Plaintiffs allege the drugs caused wrongful deaths, strokes and other injuries.
On Aug. 9, Bayer moved for a protective order to keep plaintiffs from investigating Natazia, a contraceptive with a different active ingredient from Yaz and Yasmin.
On Aug. 20, lead plaintiff lawyer Roger Denton of St. Louis moved to amend a case management order that included redaction rules.
Denton filed the motion under seal, blocking public inspection.
He filed a brief opposing a protective order for Natazia on Sept. 9, under seal.
On Sept. 17, Bayer lawyer John Galvin of St. Louis opposed Denton's sealed motion.
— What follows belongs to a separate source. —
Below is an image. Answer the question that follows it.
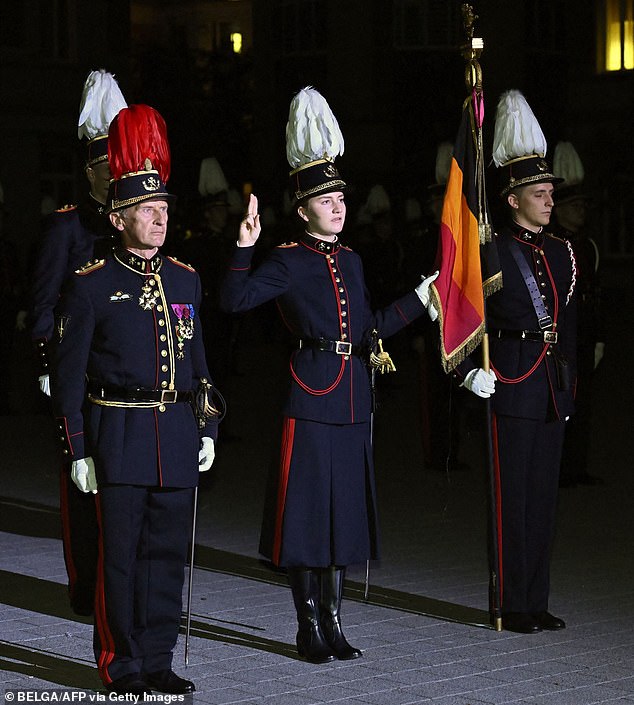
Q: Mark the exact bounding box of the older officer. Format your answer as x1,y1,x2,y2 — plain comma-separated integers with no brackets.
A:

Galvin filed his opposition brief under seal.
At a hearing on Sept. 21, Herndon asked why plaintiffs filed their motion under seal.
Bayer lawyer Adam Hoeflich of Chicago intercepted the question and suggested both sides could file redacted versions so there could be public record.
"Court requests that be done," according to minutes of the hearing.
Herndon didn't have to deal with the Natazia dispute, because plaintiff lawyer Michael London of New York said he withdrew his production request.
Herndon changed the redaction rule the next day, finding that information about other drugs could lead to discovery of admissible evidence.
"From the exhibits counsel demonstrated in open court, it was clear that the redaction complained of made the production virtually useless in too many instances," he wrote.
On Sept. 24, Galvin unsealed his opposition to the change Herndon already granted.
"To date, Bayer already has produced more than 33 million pages of documents and had anticipated producing 15 to 20 million more pages prior to plaintiffs' recent burdensome discovery requests," he wrote.
He wrote that plaintiffs apparently view discovery rules "as a method to extract pretrial punitive relief rather than to further the truth seeking function of litigation."
Redactions began on the seventh of 20 pages, with black bars covering most of a line and part of the next.
Bars covered two footnotes taking up half of page 11 and the first two lines of a footnote on page 12.
Bars covered almost half of pages 14 and 15.
Denton unsealed his motion to change the redaction rule on Sept. 30, two hours after the Record called Herndon's chambers to report that it wasn't available online.
On the fourth page Denton wrote, "Bayer seeks to," with white space following.
"Defendants, in an effort to gain FDA approval of," with white space following, Denton wrote.
On the fifth page he wrote, "Several documents recently uncovered by the plaintiff steering committee demonstrate Bayer's global integrated marketing plan for its entire drospirenone family of
drugs."
Denton also wrote:
"For example," with white space following.
"As clearly evidenced by this document," with white space following.
A black bar covered the title of a Bayer slide presentation.
"But what is clear is Bayer's intention," with a bar following.
"It is clear that Bayer's," then a bar, "approach to its drospirenone family of drugs, and its specific," then a longer bar, "for as long as it can, makes discovery of all drospirenone
products, including the area of sales, marketing and marketing strategy, relevant to this litigation."
Herndon plans a status conference on Oct. 12.